Closed hyama5 closed 4 years ago
Thank you for the detailed report! Sure, I’d appreciate it if you make a PR for fixing the issue.
I fixed MLPG by changing the precision of the frames of the beginning and end. This code assumes that the first window is a static feature. I'm not sure it works in MGE training and other modules.
fixed by #96
I want to include the fixes to the release as soon as possible, so I'm going to make a release after #98 merged.

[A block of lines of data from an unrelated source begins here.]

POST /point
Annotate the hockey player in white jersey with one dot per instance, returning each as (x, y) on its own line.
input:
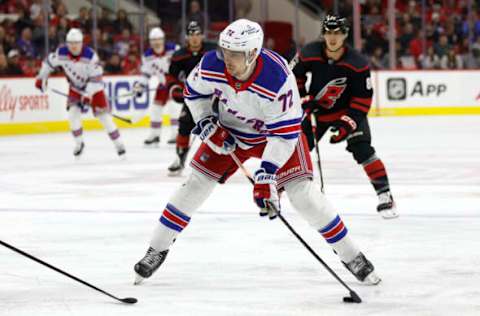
(155, 63)
(259, 115)
(84, 73)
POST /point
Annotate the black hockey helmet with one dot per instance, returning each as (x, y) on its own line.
(334, 23)
(194, 28)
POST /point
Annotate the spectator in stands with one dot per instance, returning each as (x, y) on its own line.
(122, 21)
(407, 36)
(442, 47)
(83, 21)
(123, 42)
(378, 61)
(2, 36)
(113, 65)
(38, 33)
(60, 12)
(105, 23)
(62, 29)
(13, 61)
(195, 13)
(104, 44)
(25, 44)
(451, 60)
(131, 63)
(30, 67)
(472, 60)
(430, 60)
(9, 42)
(52, 38)
(3, 65)
(23, 21)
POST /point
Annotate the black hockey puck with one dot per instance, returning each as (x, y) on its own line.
(129, 300)
(353, 298)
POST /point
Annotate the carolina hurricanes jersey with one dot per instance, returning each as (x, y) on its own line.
(83, 72)
(264, 109)
(156, 65)
(341, 87)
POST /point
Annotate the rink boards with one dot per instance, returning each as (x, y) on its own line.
(23, 110)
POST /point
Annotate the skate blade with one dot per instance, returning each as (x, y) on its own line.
(152, 145)
(138, 279)
(372, 279)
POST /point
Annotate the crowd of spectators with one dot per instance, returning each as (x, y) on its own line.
(449, 39)
(22, 36)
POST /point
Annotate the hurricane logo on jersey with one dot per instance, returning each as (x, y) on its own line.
(328, 96)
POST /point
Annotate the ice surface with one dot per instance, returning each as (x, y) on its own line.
(94, 218)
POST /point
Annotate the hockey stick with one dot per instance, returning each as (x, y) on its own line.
(313, 120)
(128, 300)
(135, 118)
(353, 298)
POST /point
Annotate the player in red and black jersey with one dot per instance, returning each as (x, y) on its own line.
(183, 61)
(339, 96)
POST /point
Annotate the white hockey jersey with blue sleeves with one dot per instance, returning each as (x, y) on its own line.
(264, 109)
(83, 72)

Hello, I found a bug in paramgen.mlpg. Specifically, the generated parameters of the beginning and end of utterance become small values even if the static mean has a large value. Following Google Colab is an example of the strange MLPG behavior. https://colab.research.google.com/drive/1C5TzPjaDRwDKuOV_XmeCmMAnX_QxEH3P
This might be caused by using the distributions of dynamic features of the first (t=0) and final (t=T-1) frames for MLPG, although these distributions cannot be defined without using the values of frames t=-1 and t=T. Merlin overcomes this problem by giving a very large value (100000000000) to the variance of the first and final frames. https://github.com/CSTR-Edinburgh/merlin/blob/master/src/frontend/mlpg_fast.py
If you don't mind, I'll make PR to fix this issue.